10718:14 <cguida> the checksum for bech32 has a 1 multiplied in, bech32m uses something else
10818:14 <glozow> sipa: go for it :P
10918:14 <cguida> or xored in
11018:14 <nehan> glozow: i think you should do it and sipa can chime in :)
11118:14 <michaelfolkson> nehan: +1
11218:15 <sipa> if you translate the characters to poiynomials, bech32 is essentially the equation code(x) mod g(x) = 1
11318:15 <glozow> jnewbery shared this earlier https://bitcoin.stackexchange.com/questions/91602/how-does-the-bech32-length-extension-mutation-weakness-work which has a good explanation
11418:15 <sipa> where code(x) is the polynomial corresponding to the data (incl checksum) of the bech32 string
11518:15 <sipa> and g(x) is a specific 6th degree constant
11618:16 <glozow> `g(x) = x^6 + 29x^5 + 22x^4 + 20x^3 + 21x^2 + 29x + 18`
11718:16 <pinheadmz> sipa what does 6th degree constant mean ?
11818:16 <sipa> pinheadmz: the exact polymonial glozow just gave
11918:16 <felixweis> polynomial of degree 6
12018:16 <glozow> degree 6 polynomial, same one used for every encoding
12118:16 <pinheadmz> sipa is that the value gmax crunched for a week on a super computer ?
12218:16 <sipa> it"s constant, not as in 0th degree, but as in: it is a constant, everyone uses tbe same
12318:17 <nehan> pinheadmz: a "constant" polynomial means its coefficients are fixed, I think
12418:17 <glozow> constant as in `const` :P
12518:17 <sipa> pinheadmz: that one took way longer; we're talking bech32 here, not bech32m
12618:17 <pinheadmz> right i was refrring to bech32
12718:17 <sipa> so, we can write that as code(x) = f(x) * g(x) + 1
12818:17 <pinheadmz> i understand bech32m also has a bruteforced constant
12918:17 <sipa> that's the definition of modulus
13018:18 <sipa> or: code(x) - 1 = f(x)*g(x)

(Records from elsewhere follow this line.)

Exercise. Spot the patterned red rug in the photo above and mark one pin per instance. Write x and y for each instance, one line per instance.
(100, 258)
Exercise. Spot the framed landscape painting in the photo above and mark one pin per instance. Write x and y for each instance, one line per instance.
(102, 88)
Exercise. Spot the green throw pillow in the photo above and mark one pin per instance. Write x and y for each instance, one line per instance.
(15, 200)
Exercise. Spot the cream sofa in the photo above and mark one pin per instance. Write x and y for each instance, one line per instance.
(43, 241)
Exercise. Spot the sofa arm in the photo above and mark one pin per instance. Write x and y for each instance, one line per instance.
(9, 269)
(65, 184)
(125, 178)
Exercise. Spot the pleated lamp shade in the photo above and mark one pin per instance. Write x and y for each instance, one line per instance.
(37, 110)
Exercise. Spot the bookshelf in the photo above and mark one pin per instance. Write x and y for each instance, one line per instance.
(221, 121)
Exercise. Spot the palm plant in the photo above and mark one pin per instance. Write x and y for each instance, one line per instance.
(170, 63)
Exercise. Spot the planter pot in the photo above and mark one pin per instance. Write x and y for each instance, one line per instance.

13118:18 <glozow> so to answer my earlier question "z"=2, "p"=1 and "q"=0, so what polynomial do we get from "zqzp?"
13218:18 <glozow> it's `2x^3 + 0x^2 + 2x + 1` i.e. `2x^3 + 2x + 1`
13318:18 <sipa> indeed!
13418:19 <pinheadmz> sipa how is that a modulus? like, does it "wrap around"? bc its two polynomials being multilied?
13518:19 <glozow> does everyone see how we got that?

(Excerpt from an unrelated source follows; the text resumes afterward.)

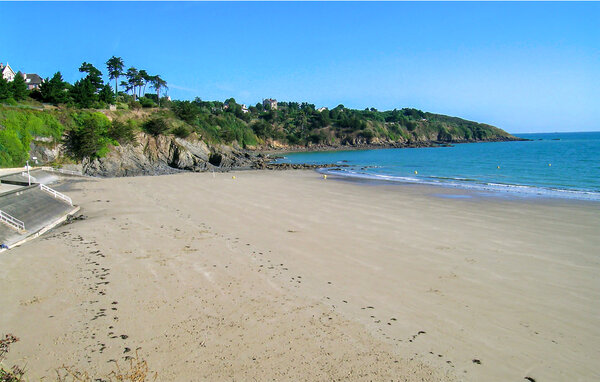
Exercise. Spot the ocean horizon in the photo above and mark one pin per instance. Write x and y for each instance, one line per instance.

13618:19 <sipa> pinheadmz: it's just like numbers
13718:19 <glozow> let me know if it's unclear and we can slow down
13818:19 <sipa> yes, it wraps around
13918:19 <pinheadmz> but number * number approaches infinity without wrapping
14018:19 <glozow> so that modulus 1 is there so that we can't trivially create a new valid string from an old one
14118:19 <sipa> it"s in the degrew instead in number of digits here
14218:20 <sipa> once you go over 6th ddgree, it wraps around
14318:20 <nehan> pinheadmz: you might want to study group theory a little (abstract algebra). numbers are just examples; you can apply the concepts to sets of "things" as well
14418:20 <sipa> because you can subtract a bigger multiple of the modulus
14518:20 <nehan> pinheadmz: in this case, the set of things is a set of polynomials, and you can operate on them
14618:20 <cguida> glozow: I see how you got a polynomial from those inputs, but what's x in this case?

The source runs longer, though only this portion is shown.